EXPERTS AIR VARYING VIEWS TO ‘SAVE THE NHS’
There is a claim today that the National Health Service could learn from organisations such as the John Lewis Partnership, which show what can be achieved when employees can see that they benefit from their actions. It comes from Professor Chris Ham from the Health Service Management Centre, University of Birmingham. Meanwhile another expert suggests current problems in the NHS are due to ‘marketisation’ and a doctor argues for the service to be made more local.
All the views are set out in this week’s BMJ, under the title ‘How would you save the NHS? Allyson Pollock, Head of the Centre for International Public Health Policy at the University of Edinburgh, argues for the abolition from the service of the market and market mechanisms, including payment by results and foundation trusts. She also suggests an end to all contracts with private providers and the compulsory repurchase of PFI hospitals.
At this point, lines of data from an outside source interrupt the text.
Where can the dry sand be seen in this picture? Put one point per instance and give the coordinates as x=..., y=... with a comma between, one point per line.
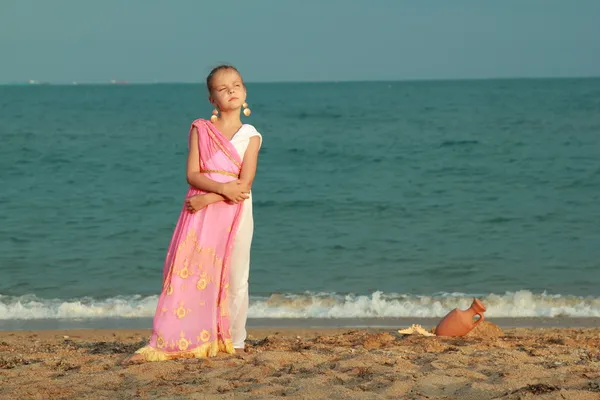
x=540, y=363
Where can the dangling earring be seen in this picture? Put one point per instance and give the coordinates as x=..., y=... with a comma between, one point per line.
x=215, y=116
x=247, y=111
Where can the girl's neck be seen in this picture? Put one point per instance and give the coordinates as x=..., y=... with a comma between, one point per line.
x=230, y=118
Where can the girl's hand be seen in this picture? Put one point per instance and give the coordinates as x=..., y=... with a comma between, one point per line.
x=196, y=203
x=235, y=191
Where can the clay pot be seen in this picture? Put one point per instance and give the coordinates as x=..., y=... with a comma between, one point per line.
x=458, y=322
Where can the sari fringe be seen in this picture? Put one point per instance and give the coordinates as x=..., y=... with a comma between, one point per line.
x=210, y=349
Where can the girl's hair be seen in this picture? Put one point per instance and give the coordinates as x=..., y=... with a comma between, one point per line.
x=210, y=76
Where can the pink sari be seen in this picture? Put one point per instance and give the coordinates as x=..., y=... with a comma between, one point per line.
x=192, y=316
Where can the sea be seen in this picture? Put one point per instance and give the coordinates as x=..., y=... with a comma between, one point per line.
x=373, y=201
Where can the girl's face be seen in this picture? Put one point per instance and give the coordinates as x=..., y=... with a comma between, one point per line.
x=227, y=90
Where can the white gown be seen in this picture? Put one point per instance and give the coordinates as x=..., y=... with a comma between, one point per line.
x=240, y=257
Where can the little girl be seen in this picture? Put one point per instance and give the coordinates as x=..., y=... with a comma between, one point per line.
x=203, y=306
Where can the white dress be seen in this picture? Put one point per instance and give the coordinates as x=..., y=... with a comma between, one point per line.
x=240, y=257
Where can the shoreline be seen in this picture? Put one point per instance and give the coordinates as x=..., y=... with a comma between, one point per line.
x=517, y=363
x=298, y=323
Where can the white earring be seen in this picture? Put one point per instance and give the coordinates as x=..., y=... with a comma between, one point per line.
x=247, y=111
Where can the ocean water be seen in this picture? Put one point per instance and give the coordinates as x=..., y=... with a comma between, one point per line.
x=380, y=199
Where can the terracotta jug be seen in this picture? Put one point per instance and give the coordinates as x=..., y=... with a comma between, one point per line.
x=458, y=322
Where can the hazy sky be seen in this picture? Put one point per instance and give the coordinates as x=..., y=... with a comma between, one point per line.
x=301, y=40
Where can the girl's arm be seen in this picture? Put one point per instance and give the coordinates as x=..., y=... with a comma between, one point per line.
x=201, y=182
x=247, y=175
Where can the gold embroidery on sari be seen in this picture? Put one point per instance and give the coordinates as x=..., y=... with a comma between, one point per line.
x=183, y=343
x=181, y=311
x=201, y=284
x=204, y=336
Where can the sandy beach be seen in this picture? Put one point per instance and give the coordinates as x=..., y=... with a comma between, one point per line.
x=518, y=363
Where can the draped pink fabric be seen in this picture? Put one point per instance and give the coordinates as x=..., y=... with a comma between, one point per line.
x=192, y=316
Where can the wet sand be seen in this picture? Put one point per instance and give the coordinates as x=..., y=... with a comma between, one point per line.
x=517, y=363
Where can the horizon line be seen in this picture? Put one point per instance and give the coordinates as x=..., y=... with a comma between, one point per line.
x=125, y=82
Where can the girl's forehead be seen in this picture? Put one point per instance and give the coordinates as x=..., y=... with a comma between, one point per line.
x=226, y=76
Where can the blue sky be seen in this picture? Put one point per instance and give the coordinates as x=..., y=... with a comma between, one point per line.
x=302, y=40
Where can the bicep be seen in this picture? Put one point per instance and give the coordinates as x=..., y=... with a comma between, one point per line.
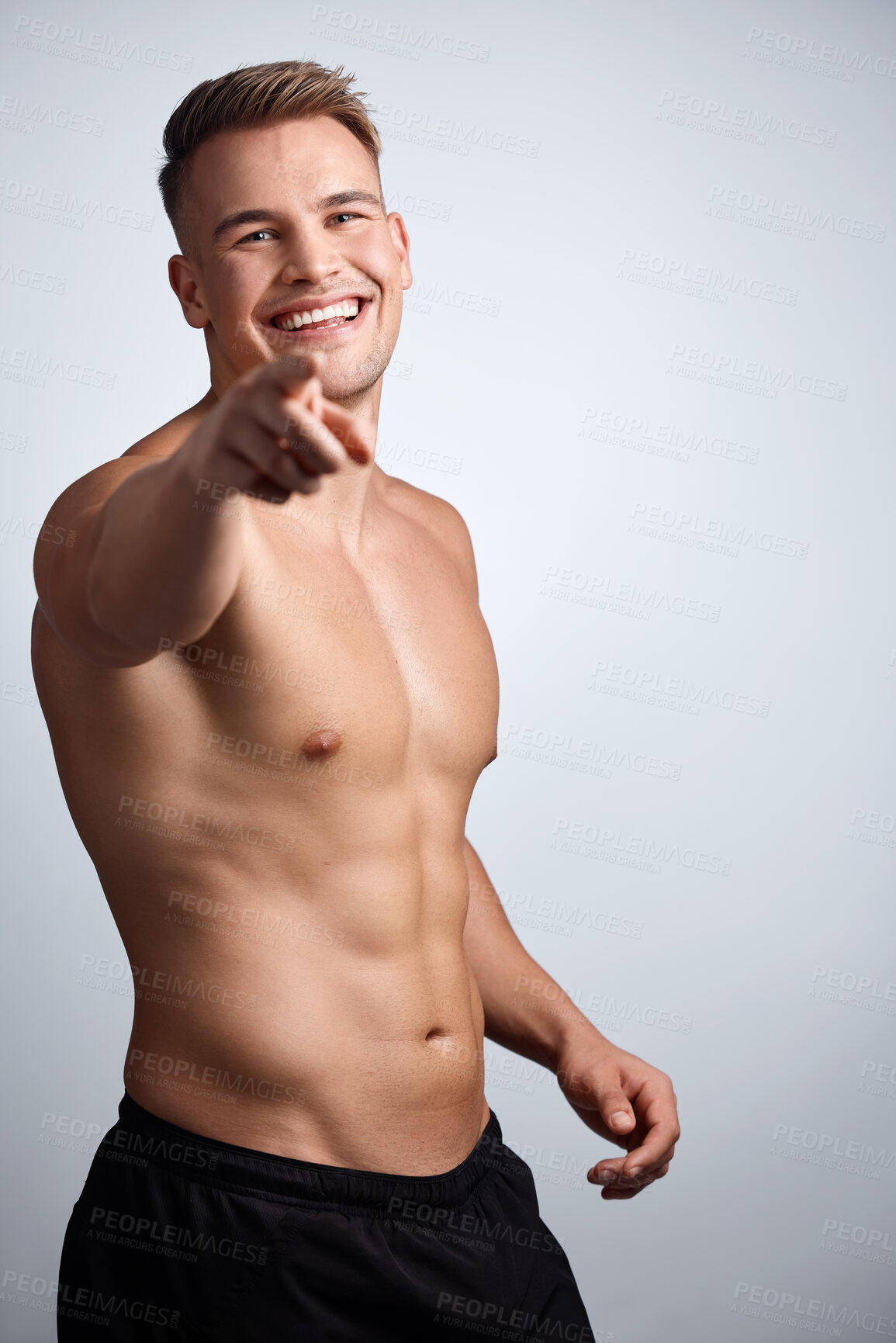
x=64, y=556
Steven Ford, a GP from Northumberland also writes that the NHS is not and never can be a business and he calls for “wholesale localisation” to be introduced throughout the service. “A coherent, locally responsive service, answerable to users directly is preferable to a national business failure with a demoralised workforce,” he says. But Jennifer Dixon, who is Director of Policy at the King’s Fund, believes current policies are “going in the right general direction.” The principle of introducing new incentives to try to improve performance is, she says, the right one but there are teething problems in other areas of the health services that need “modification or amelioration.”
In his contribution, the General Secretary at the Royal College of Nursing, Peter Carter, urges ministers to safeguard education and training budgets and to improve nursing recruitment and retention levels.